Near-term plans include a NZ$65million (US$51m) 335,210sq ft (33,000m2) revamp to the southern end of the central terminal.  With gate lounges struggling to cope with the larger A320s now used by Air New Zealand on domestic truck routes, the redevelopment aims to achieve IATA’s C standard (good level of service and comfort; stable flows and an acceptable level of delays) for passenger processing and comfort during the busiest periods.
This redesign will incorporate moveable walls to give greater flexibility in the way the lounges can be used in the future.  It will also address luggage belt and toilet shortages, as well as adding more food and beverage outlets, while an enlarged apron will add parking bays.
The airport’s almost downtown location has created its own problems.  For the most part any traffic heading for the airport has to go through the city on what is the nation’s busiest urban highway outside Auckland.  The congestion that this causes will – if not addressed – severely comprise the performance the city of Wellington’s whole supporting road network.
All the local government agencies concerned are working on plans to deal with this and, although there has been increased use of bus services to and from the airport, one long-term proposal envisages a light-rail system.  On-airport, the redesign of landside roads to speed-up drop off/pick up traffic will take place shortly.
Moves have already been made to increase car parking but eventually parking spots will be split between two sites.  A 269,000sq ft (25,000m2) off-airport site will cater for commercially important businesses that consume large amounts of space including rental, long-term, valet and some staff parking.  Meanwhile, the existing on-airport parking area will be rebuilt to include a fully-functioning public transport interchange for any future bus-rail-air link.
Another area of local public concern is noise levels, and in May the airport took further steps to mitigate its noise footprint.  With a curfew in place between 01:00-06:00hrs the use of aircraft APUs has already been phased out in favour of electrical power.  Over the next two years noise assessment and treatment packages for up to 700 residential dwellings, schools and early childhood centres close to the airport will be identified with work being carried out over the next decade.
Landing Fees
Wellington has just set its landing fees for the next five years and this has resulted in the abolition of its passenger departure tax.  Over the set period, international charges will reduce by 39% overall.

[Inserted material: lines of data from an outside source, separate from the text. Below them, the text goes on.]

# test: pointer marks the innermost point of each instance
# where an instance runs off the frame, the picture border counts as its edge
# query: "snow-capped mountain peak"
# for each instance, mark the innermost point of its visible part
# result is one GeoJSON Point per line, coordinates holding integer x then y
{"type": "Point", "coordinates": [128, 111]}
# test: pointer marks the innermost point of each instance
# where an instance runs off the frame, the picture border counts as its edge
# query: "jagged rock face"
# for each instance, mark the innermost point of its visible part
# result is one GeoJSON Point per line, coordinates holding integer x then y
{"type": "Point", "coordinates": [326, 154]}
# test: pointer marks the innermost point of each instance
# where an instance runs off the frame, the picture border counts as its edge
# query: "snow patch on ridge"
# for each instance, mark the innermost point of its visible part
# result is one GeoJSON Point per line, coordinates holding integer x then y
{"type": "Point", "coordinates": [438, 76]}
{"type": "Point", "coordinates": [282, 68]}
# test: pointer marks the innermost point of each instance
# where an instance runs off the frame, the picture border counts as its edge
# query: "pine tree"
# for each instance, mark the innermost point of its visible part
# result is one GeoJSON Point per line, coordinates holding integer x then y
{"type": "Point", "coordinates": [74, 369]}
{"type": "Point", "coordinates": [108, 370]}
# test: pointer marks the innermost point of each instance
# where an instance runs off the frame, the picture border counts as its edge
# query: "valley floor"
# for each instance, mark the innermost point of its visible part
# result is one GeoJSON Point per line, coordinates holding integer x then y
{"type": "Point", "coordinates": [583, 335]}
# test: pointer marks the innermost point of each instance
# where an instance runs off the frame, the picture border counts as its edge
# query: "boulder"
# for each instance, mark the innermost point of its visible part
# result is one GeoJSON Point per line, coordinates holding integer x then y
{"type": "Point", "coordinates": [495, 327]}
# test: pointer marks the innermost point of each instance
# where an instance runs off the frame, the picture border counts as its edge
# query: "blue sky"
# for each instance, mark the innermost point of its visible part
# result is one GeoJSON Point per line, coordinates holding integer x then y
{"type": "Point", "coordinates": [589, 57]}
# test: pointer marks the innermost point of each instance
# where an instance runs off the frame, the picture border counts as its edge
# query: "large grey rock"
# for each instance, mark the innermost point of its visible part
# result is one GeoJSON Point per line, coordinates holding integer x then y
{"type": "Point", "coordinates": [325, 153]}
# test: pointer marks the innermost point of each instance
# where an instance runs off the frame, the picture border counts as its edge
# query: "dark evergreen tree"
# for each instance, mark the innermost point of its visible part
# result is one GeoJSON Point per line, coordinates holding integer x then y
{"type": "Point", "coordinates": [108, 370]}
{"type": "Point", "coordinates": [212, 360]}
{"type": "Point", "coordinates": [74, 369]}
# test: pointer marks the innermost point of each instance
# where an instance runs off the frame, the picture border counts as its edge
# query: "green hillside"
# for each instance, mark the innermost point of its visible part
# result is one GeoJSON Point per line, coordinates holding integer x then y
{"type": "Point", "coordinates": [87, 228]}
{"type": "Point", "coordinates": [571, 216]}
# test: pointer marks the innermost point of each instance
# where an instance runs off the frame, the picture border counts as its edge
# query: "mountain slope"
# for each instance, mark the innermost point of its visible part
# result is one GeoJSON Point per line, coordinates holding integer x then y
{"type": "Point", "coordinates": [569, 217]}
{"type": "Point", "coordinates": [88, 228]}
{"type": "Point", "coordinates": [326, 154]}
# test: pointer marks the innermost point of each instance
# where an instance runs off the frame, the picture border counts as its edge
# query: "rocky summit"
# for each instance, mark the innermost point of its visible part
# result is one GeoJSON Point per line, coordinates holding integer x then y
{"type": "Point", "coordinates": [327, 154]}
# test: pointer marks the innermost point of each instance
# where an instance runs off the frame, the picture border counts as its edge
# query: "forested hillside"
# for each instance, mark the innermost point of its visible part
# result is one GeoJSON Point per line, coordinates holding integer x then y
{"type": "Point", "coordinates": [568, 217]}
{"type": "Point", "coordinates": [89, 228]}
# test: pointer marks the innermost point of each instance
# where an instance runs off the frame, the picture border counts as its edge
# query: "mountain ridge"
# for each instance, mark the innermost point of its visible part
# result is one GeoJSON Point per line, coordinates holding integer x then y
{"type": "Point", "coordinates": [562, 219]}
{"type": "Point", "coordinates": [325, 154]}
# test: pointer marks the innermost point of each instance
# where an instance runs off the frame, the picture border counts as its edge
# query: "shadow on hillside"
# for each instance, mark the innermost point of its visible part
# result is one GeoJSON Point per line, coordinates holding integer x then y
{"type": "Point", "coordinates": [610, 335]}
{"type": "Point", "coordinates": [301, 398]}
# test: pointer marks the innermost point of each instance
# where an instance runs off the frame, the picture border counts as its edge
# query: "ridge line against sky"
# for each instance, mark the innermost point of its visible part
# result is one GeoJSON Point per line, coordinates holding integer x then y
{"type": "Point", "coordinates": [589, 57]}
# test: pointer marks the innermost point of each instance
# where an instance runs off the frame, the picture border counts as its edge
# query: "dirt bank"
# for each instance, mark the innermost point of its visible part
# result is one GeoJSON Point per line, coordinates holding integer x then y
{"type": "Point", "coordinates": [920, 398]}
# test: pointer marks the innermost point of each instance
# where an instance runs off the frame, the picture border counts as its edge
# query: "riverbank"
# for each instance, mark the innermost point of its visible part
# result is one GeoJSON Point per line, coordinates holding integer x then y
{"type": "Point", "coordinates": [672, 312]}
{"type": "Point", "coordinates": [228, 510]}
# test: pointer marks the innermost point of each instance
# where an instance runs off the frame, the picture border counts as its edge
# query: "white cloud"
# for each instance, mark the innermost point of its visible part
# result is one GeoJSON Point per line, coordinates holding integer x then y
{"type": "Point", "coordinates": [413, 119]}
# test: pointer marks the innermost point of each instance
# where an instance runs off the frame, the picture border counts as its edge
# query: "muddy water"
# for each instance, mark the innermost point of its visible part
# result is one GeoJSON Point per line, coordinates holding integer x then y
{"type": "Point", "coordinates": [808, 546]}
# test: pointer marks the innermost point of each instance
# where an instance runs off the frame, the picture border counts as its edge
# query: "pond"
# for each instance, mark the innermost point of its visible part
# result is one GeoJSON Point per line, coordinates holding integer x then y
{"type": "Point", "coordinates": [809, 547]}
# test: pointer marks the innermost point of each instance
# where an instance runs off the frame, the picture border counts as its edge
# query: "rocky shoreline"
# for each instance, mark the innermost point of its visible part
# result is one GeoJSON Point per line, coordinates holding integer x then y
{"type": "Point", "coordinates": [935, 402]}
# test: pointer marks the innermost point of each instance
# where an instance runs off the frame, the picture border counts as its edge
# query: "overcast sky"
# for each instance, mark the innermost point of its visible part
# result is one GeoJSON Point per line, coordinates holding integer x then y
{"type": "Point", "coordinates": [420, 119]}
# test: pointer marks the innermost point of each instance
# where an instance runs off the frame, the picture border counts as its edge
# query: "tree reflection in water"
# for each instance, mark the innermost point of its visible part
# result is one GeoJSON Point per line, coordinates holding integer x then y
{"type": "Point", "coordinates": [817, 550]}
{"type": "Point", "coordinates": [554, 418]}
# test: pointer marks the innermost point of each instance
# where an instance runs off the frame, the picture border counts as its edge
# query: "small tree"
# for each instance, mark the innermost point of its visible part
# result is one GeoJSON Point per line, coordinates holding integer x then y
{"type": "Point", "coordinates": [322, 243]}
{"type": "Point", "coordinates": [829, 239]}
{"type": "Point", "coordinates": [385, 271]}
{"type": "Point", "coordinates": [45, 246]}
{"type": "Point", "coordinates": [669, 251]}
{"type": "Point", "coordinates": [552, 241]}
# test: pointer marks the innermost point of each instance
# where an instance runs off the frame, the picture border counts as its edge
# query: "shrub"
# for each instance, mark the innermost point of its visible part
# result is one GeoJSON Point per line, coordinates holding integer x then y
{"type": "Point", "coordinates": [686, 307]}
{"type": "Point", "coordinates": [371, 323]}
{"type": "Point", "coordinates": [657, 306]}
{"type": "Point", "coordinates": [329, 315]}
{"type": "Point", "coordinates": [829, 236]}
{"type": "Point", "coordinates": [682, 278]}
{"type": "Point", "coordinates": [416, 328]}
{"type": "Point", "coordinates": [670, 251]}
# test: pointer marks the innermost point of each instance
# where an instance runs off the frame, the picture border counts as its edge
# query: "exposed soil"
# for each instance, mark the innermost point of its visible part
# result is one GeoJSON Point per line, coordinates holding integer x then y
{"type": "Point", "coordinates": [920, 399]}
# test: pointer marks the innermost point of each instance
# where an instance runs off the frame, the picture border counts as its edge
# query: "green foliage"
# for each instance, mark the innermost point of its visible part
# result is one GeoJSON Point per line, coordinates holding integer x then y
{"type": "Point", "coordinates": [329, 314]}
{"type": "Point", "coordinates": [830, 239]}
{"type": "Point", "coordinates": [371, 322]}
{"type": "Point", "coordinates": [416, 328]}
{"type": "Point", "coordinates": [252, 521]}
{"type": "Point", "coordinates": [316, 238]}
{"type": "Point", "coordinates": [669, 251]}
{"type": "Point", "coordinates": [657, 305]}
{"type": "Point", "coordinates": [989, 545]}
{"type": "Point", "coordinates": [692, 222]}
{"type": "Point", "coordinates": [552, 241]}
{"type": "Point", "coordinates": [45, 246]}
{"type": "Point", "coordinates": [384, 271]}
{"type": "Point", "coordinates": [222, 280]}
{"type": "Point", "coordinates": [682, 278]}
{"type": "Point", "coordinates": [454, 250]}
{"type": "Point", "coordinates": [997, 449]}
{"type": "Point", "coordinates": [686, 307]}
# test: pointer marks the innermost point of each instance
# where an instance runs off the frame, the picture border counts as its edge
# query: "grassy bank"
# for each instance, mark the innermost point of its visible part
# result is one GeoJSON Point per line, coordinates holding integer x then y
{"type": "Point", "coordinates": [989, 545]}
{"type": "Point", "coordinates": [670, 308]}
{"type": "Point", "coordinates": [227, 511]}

Mr Howarth commented, “With the added benefits of its central city location, this pricing places Wellington’s charges in between Auckland and Christchurch and in the lower range of Australasian airports in terms of cost per passenger.  [Doing] this will continue to ensure that [our] international travel is competitive and the reductions will help promote new routes and additional services to the capital.”

While both Qantas and Virgin Australia have withdrawn from flying internally within New Zealand, the former’s low-cost arm, Jetstar, has stepped in and Air New Zealand has upped its schedules to compensate.